From everything I learned while studying industrial engineering, time study is what I have to use the most. Time studies and continuous improvement have always been part of my job. Early in my career, I use time studies to establish or update time standards. Later on, when I started to learn and practice CI, time studies were part of the data collection process. This time, the time study was a component of the process to define the problem under analysis.
Numerous times in my career, I found well-intended people trying to do formal time studies as part of kaizen or continuous improvement activity. There is no need to complicate your life. Nevertheless, it is necessary to follow some basic rules to ensure satisfactory data collection.
Time studies and time standards
Time study or work measurement is a method to establish an allowed time to perform a given task. Frederick Taylor envisioned industrial engineers using time and motion studies to determine the best way to do the job. Standardized work and cycle time reduction are two more of Taylor’s innovations.
While establishing a time standard, industrial engineers would use a detailed process to observe and analyze the method and measure time. The standard calculation includes rating the operator’s performance and applying for allowances. This type of time study seeks to establish a standard used for manufacturing cost and wage calculations. They need to be specific and accurate. The focus is on the process, looking to reduce the cycle and make it more efficient.
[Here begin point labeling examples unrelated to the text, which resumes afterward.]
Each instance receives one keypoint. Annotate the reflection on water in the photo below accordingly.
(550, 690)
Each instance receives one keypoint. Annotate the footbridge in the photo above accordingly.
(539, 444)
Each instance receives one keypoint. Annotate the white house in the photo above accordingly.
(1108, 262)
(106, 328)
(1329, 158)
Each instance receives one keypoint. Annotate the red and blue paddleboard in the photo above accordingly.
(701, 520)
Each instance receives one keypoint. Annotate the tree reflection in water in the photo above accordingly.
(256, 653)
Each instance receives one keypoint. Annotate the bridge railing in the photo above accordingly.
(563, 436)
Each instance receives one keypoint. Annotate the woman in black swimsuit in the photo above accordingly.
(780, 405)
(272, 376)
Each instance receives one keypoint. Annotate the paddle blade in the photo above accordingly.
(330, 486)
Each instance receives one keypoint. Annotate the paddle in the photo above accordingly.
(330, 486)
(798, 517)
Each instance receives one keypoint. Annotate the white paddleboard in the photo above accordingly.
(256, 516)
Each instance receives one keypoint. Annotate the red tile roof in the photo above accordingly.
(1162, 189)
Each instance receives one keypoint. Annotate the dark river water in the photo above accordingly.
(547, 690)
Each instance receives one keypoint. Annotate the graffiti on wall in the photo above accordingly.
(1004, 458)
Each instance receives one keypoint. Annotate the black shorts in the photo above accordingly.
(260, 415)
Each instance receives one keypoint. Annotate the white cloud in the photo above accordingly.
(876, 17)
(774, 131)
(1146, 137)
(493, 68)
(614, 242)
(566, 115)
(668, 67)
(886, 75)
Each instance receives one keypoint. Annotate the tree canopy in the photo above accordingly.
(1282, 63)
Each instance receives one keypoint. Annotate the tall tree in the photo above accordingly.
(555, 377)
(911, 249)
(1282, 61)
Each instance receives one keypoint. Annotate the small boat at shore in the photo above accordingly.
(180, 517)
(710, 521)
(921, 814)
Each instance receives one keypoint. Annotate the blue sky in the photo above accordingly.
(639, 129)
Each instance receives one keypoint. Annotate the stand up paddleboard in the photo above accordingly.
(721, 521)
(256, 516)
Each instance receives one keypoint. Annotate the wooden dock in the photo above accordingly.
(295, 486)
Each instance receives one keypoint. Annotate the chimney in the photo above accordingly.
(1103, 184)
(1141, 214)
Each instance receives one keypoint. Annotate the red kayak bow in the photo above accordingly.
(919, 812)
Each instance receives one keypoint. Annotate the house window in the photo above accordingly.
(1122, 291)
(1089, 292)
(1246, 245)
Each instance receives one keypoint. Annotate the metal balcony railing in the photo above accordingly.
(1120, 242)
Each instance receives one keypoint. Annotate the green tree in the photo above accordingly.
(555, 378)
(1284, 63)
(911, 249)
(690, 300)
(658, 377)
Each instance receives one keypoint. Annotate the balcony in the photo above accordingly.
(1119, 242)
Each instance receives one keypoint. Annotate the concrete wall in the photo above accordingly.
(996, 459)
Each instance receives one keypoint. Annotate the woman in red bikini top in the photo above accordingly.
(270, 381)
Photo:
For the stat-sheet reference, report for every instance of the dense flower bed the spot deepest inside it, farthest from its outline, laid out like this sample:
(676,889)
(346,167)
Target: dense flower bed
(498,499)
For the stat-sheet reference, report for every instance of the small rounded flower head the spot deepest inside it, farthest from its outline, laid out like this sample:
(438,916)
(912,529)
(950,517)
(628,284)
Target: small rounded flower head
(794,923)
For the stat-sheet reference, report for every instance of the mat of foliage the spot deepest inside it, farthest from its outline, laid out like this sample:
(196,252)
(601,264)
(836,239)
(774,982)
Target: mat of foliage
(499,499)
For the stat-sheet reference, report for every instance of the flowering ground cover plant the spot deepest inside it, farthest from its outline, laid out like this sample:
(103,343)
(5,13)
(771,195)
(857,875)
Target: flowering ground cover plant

Time studies and continuous improvement
On the other hand, when using time studies in continuous improvement, you don’t need to rate performance or use allowances. You are not trying to create a time standard. The purpose is to see if the changes are moving the needle in the right direction. The focus is on the operator and how to reduce his/her pain points. How can you make the work easier and safer? While doing that, you will reduce the cycle time, but that is not the priority.
Although you won’t need to calculate a standard time at this point, you need good data. For that, there are a few steps that you need to follow. Talk with the operator who is completing the process. Explain why you are there and clarify that you will measure the process, not the person. Observe the process and ask questions to understand what he or she is doing. Also, look at the flow of materials and/or the information and learned about the pain points. Your objective is to eliminate waste.
This preliminary work will help you to get familiar with the process. Once you are familiar with it, you can divide it into general steps for further time measurement. You to measure how long it takes to complete a process, before and after the improvements.
Keep it simple
Learning is always better when you keep things simple. Concepts that are too complicated may distract you from the real purpose of the exercise. All you want to accomplish is to get data to compare if the proposed improvements reduce the cycle.
There are many other ways to improve a process besides cycle reduction. Focus on finding the waste within the process. Then look for ways to eliminate or reduce it. Waste reduction will reduce the cycle time while making the process easier, minimize errors, eliminate waiting times, and others. There are two key things for sustainable improvements. First, you need participation from the team doing the work. Nobody knows the process better than them. Second, the focus of the improvement efforts is always the customers, internal and external.